Loose Teeth and Lost Lunches

The rich and epic history of things that have come out my students continues to grow. This week there were no nosebleeds, thankfully, but there were plenty of loose teeth. Teeth are gross. They are little tiny bones that stick out of your jaw and when you are six years old they fall out all over the place. Disgusting. If you saw a bone fall out of anywhere else on someone’s body you would probably panic and maybe faint. Why are teethe any different? The worst part of it all is when it comes to the end of the day and you are tired and ready to be done and you are running on instinct. Instinctually, when a person says, “look at this,” you look. Whether or not you really want to see it. One thing I care not too see is tiny teeth bent so far forward by a tiny finger the only thing they are hanging on to is faith. They leave that ghastly dark indent in the child’s gum where the tooth really belongs. The result is something you might witness in the theatre during a zombie apocalypse movie. There is great reason I do not watch zombie movies. I do not care to see that kind of thing in the classroom either. Everyone is so excited about their loose teeth and it is difficult to sound enthusiastic for them when you looking at the ceiling praying you do not faint right there on the ugly tile.
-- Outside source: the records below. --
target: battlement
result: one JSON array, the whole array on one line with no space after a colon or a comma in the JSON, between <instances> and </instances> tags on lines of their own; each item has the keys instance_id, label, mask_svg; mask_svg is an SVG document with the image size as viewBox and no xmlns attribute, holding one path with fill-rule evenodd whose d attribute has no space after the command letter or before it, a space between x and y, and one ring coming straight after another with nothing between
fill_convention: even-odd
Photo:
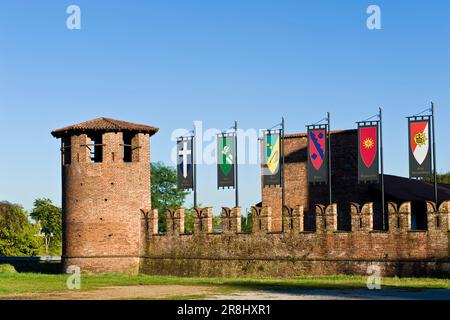
<instances>
[{"instance_id":1,"label":"battlement","mask_svg":"<svg viewBox=\"0 0 450 320\"><path fill-rule=\"evenodd\" d=\"M330 232L373 232L373 203L365 203L360 205L358 203L350 203L351 213L351 231L338 230L338 207L337 204L328 206L317 204L315 206L316 213L316 231L315 233L330 233ZM386 234L398 232L410 232L411 228L411 202L404 202L396 204L389 202L388 206L389 229L387 231L377 231ZM155 219L149 220L149 230L152 234L159 235L157 230L158 219L157 210L153 210L156 215ZM156 212L156 213L155 213ZM193 235L212 234L212 208L197 208L195 209L195 222ZM184 214L185 209L169 209L167 211L167 233L166 236L178 236L184 234ZM223 234L230 235L232 233L241 233L241 208L222 208L221 214ZM422 232L448 232L450 231L450 201L446 201L436 209L436 204L427 202L427 230L420 230ZM271 207L252 207L252 232L251 234L262 235L272 232L272 208ZM283 208L283 229L281 233L311 233L311 231L304 230L304 212L302 206L295 208L285 206ZM214 233L214 234L222 234ZM314 233L314 232L313 232Z\"/></svg>"},{"instance_id":2,"label":"battlement","mask_svg":"<svg viewBox=\"0 0 450 320\"><path fill-rule=\"evenodd\" d=\"M389 203L389 230L374 230L372 203L351 203L351 231L338 230L338 206L316 205L316 231L304 230L302 206L284 207L282 231L272 231L272 208L251 209L252 231L241 231L241 209L222 208L223 232L212 232L212 209L195 210L193 234L184 233L184 209L169 210L167 233L149 223L141 271L190 276L298 276L365 274L450 275L450 201L427 203L428 230L411 228L411 203ZM144 220L143 220L144 221Z\"/></svg>"}]
</instances>

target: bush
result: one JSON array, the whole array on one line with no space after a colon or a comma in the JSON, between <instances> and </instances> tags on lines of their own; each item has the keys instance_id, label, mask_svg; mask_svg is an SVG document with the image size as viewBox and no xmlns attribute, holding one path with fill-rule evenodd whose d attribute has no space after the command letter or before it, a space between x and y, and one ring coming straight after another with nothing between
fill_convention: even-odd
<instances>
[{"instance_id":1,"label":"bush","mask_svg":"<svg viewBox=\"0 0 450 320\"><path fill-rule=\"evenodd\" d=\"M16 268L10 264L0 264L0 273L16 273Z\"/></svg>"}]
</instances>

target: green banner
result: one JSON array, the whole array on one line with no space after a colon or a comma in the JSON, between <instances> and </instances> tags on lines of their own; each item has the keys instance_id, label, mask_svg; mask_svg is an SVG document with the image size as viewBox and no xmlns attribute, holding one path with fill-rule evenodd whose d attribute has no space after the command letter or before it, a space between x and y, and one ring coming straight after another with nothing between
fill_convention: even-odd
<instances>
[{"instance_id":1,"label":"green banner","mask_svg":"<svg viewBox=\"0 0 450 320\"><path fill-rule=\"evenodd\" d=\"M217 136L217 187L233 188L235 186L234 166L236 148L234 134Z\"/></svg>"}]
</instances>

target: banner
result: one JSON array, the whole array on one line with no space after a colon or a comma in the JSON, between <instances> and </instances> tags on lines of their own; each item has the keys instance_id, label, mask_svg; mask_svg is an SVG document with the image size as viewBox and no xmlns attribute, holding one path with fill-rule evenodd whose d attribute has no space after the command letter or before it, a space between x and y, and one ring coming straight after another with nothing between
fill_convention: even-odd
<instances>
[{"instance_id":1,"label":"banner","mask_svg":"<svg viewBox=\"0 0 450 320\"><path fill-rule=\"evenodd\" d=\"M424 178L432 175L430 119L412 117L409 127L409 176Z\"/></svg>"},{"instance_id":2,"label":"banner","mask_svg":"<svg viewBox=\"0 0 450 320\"><path fill-rule=\"evenodd\" d=\"M308 127L308 182L328 183L326 128Z\"/></svg>"},{"instance_id":3,"label":"banner","mask_svg":"<svg viewBox=\"0 0 450 320\"><path fill-rule=\"evenodd\" d=\"M264 133L263 180L264 186L281 185L281 135L279 132Z\"/></svg>"},{"instance_id":4,"label":"banner","mask_svg":"<svg viewBox=\"0 0 450 320\"><path fill-rule=\"evenodd\" d=\"M358 181L379 181L378 123L358 124Z\"/></svg>"},{"instance_id":5,"label":"banner","mask_svg":"<svg viewBox=\"0 0 450 320\"><path fill-rule=\"evenodd\" d=\"M235 187L236 148L234 134L217 136L217 187Z\"/></svg>"},{"instance_id":6,"label":"banner","mask_svg":"<svg viewBox=\"0 0 450 320\"><path fill-rule=\"evenodd\" d=\"M183 138L177 142L177 180L178 189L190 190L194 188L194 166L193 166L193 138Z\"/></svg>"}]
</instances>

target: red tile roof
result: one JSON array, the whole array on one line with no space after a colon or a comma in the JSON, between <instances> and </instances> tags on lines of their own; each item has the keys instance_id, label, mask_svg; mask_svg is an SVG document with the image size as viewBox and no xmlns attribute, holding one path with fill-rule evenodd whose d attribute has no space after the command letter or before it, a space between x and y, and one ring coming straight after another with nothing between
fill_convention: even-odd
<instances>
[{"instance_id":1,"label":"red tile roof","mask_svg":"<svg viewBox=\"0 0 450 320\"><path fill-rule=\"evenodd\" d=\"M55 138L61 138L62 136L68 134L80 134L95 131L100 132L129 131L135 133L148 133L150 135L154 135L156 132L158 132L158 130L159 129L156 127L102 117L94 120L81 122L79 124L74 124L72 126L67 126L58 130L54 130L52 131L52 135Z\"/></svg>"}]
</instances>

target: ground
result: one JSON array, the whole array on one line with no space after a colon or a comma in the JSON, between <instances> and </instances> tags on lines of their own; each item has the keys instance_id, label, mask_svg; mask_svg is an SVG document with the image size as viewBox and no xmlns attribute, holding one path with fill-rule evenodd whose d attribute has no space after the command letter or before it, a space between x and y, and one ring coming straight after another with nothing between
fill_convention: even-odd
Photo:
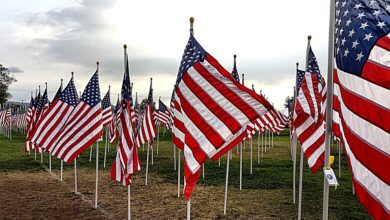
<instances>
[{"instance_id":1,"label":"ground","mask_svg":"<svg viewBox=\"0 0 390 220\"><path fill-rule=\"evenodd\" d=\"M146 149L140 148L142 170L131 186L131 212L134 219L184 219L186 203L177 195L177 171L173 170L173 148L169 134L161 132L159 154L154 150L154 164L149 167L145 186ZM12 140L0 136L0 219L126 219L127 188L109 180L114 159L114 145L103 168L103 144L99 148L99 208L94 209L95 151L89 162L89 149L78 159L78 191L74 193L73 164L64 165L64 181L60 182L60 162L52 158L48 170L48 154L43 164L40 155L23 152L24 135ZM292 161L288 136L275 136L274 147L257 161L257 137L253 141L253 174L249 174L250 145L246 141L243 160L243 186L239 190L239 155L232 149L230 164L228 211L223 214L226 157L205 164L205 178L200 180L191 199L193 219L296 219L297 204L292 202ZM95 148L94 148L95 149ZM299 152L299 149L298 149ZM338 172L336 156L333 168ZM299 154L297 156L299 158ZM181 157L183 159L183 157ZM352 194L351 174L341 155L340 186L330 189L329 219L370 219ZM183 162L183 160L182 160ZM297 167L299 161L297 162ZM181 165L182 167L182 165ZM297 189L298 189L297 169ZM181 177L182 179L183 177ZM181 181L183 182L183 181ZM298 192L298 191L297 191ZM302 219L322 218L323 175L312 174L304 161ZM298 201L298 193L297 193Z\"/></svg>"}]
</instances>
Two students managed to get sick on the carpet. One student managed to catch hers in her tiny hands. One student managed to land it directly on the carpet. One student managed to put her hand in it before anyone noticed what had happened. And one student teacher managed to continue the lesson, forget about the vomit, and step directly on it while continuing said lesson. I personally object to the idea that prayer should be banned in school because in that moment I thanked God that it was mostly water, was a small bit, and had been sitting their long enough to soak throughly into the carpet.

Each morning this week, I have awoken and asked myself, “what fresh hell will I be put through this day?” Apparently, the universe has decided half digested lunch and wiggly, protruding mouth bones are just as bad as a fresh hell. My students are nothing if not consistent.